Exporting assets to BigQuery

This page explains how to export all the asset metadata of your project to a BigQuery table and run data analysis against your inventory.

Overview

BigQuery provides a SQL-like experience for users to analyze data and produce meaningful insights without the need of custom scripts. You can export Cloud Asset Inventory asset snapshots to BigQuery, enabling deeper data analysis of you exported metadata.

This allows you to get answers to questions like:

  • What instances have the label "prod"?
  • How many firewalls in my organization apply to a specific network tag?
  • What Cloud Storage buckets are open to the public?

Before you begin

gcloud

  1. Enable the Cloud Asset API before you can use the gcloud tool to access Cloud Asset Inventory. Note that the API only needs to be enabled on the project you'll be running Cloud Asset API commands from.
    Enable the Cloud Asset Inventory API
  2. Install the Cloud SDK on your local client.
  3. Create a BigQuery dataset under your consumer project.
  4. If you're exporting to a BigQuery table in another project, grant the Cloud Asset Inventory agent the following roles.
    • roles/bigquery.dataEditor
    • roles/bigquery.user

api

  1. Enable the Cloud Asset API to access Cloud Asset Inventory. Note that the API only needs to be enabled on the project you'll be running Cloud Asset API commands from.
    Enable the Cloud Asset Inventory API
  2. Install oauth2l on your local machine for interacting with the Google OAuth system.
  3. Confirm that you have access to the Unix curl command.
  4. Ensure that you grant your account one of the following roles on your project, folder, or organization.
    • roles/owner
    • roles/cloudasset.viewer
  5. Create a BigQuery dataset under your consumer project. If you're exporting to a BigQuery in another project, give the Cloud Asset Inventory agent the role of BigQuery Data Editor and BigQuery User role.

Initial setup

To set up your environment to call the Cloud Asset API:

gcloud

Set up the gcloud command-line tool

To get started with the gcloud tool, review the Cloud SDK Documentation. You can get help for the tool, resources, and commands by using the --help flag:

gcloud asset --help

The help displayed with the --help flag is also available in the Cloud SDK reference for gcloud asset.

Configure an account

To call the Cloud Asset API, you need to configure either a user account or a service account.

Configuring a user account

  1. Log in with your user account using the following command.

    gcloud auth login USER_ACCOUNT_EMAIL
    

  2. Optional.
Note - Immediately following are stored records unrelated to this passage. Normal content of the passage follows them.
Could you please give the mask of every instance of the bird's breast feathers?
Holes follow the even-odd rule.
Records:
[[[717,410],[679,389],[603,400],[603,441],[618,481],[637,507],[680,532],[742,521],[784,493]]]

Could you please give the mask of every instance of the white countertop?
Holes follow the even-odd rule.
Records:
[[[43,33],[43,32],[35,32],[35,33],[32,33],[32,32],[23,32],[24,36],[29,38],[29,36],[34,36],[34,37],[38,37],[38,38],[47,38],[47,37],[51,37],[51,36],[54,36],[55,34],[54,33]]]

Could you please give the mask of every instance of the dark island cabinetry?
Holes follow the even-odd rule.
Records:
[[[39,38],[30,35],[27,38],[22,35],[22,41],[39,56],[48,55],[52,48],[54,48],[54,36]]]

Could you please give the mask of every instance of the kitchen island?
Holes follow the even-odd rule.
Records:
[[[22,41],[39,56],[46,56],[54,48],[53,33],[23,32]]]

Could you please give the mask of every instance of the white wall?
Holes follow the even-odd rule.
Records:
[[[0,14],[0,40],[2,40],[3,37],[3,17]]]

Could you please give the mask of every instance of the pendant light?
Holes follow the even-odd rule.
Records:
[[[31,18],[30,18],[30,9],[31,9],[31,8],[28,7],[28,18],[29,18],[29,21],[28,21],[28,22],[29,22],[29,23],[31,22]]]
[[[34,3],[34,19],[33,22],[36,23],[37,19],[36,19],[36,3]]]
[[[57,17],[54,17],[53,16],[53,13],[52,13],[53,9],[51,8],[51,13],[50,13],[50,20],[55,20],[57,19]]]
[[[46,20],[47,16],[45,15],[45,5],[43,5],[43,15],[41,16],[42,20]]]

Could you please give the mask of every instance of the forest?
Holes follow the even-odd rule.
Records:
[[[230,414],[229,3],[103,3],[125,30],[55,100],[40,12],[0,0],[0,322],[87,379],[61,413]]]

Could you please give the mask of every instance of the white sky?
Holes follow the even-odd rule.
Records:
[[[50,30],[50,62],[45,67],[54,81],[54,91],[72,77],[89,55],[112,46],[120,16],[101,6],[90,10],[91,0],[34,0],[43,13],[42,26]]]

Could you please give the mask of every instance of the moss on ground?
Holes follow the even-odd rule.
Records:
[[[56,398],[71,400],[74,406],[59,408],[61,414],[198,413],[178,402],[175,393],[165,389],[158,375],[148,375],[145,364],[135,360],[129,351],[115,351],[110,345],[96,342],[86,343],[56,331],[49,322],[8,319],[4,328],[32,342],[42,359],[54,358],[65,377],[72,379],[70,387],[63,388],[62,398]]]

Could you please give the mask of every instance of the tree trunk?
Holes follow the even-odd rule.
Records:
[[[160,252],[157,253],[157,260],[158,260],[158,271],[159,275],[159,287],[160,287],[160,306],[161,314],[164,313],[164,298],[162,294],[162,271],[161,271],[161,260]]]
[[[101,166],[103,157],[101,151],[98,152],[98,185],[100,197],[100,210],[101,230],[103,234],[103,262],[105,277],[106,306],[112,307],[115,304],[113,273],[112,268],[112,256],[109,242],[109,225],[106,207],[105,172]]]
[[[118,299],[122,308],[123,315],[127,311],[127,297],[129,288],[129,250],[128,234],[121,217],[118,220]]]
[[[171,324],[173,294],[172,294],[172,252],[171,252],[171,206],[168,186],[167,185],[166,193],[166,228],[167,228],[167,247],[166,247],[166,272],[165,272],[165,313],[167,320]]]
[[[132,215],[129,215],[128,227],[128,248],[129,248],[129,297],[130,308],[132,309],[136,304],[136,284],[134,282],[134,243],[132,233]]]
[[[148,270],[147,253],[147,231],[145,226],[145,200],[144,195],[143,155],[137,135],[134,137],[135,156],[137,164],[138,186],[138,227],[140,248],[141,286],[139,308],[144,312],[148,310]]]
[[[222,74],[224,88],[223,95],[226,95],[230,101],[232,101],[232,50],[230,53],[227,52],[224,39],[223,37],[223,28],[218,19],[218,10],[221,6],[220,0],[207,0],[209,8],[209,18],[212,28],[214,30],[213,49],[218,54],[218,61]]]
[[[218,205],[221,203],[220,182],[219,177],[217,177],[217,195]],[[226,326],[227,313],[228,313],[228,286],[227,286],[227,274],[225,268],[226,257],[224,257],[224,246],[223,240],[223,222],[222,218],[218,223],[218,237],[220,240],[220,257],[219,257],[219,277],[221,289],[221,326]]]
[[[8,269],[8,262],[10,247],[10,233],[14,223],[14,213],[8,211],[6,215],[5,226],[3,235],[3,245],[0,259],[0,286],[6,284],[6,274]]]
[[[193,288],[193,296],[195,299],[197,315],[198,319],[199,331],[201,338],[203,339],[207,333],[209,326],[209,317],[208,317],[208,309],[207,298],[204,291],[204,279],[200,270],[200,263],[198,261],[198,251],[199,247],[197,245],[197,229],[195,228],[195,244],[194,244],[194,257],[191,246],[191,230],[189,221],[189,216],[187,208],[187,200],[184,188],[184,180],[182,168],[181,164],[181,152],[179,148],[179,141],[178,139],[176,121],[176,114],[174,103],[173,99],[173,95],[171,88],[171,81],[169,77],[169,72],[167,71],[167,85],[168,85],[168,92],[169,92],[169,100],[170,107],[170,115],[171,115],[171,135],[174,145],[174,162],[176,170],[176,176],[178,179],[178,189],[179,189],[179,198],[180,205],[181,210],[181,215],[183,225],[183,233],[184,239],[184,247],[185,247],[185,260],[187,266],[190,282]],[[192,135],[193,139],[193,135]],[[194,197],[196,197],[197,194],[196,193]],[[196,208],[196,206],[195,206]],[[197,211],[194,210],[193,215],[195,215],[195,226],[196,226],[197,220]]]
If the target project you want to call the Cloud Asset API on isn't the same as your Cloud Asset Inventory enabled project, specify your project with the following command.

    gcloud asset --billing-project PROJECT_ID
    

  3. Grant your user account the cloudasset.viewer Cloud IAM role on the project whose metadata you want to export. This project can be the same as your Cloud Asset API enabled project.

    gcloud projects add-iam-policy-binding EXPORT_TARGET_PROJECT_ID \
           --member user:USER_ACCOUNT_EMAIL \
           --role roles/cloudasset.viewer
    

Configuring a service account

This service account should be created for the project you're running Cloud Asset API commands from.

  1. If you don't already have a service account, in the project that is Cloud Asset API enabled, create a new service account with the following command.

    gcloud iam service-accounts create SERVICE_ACCOUNT_NAME \
           --display-name "SERVICE_ACCOUNT_DISPLAY_NAME"
    

  2. Create a private key for your service account.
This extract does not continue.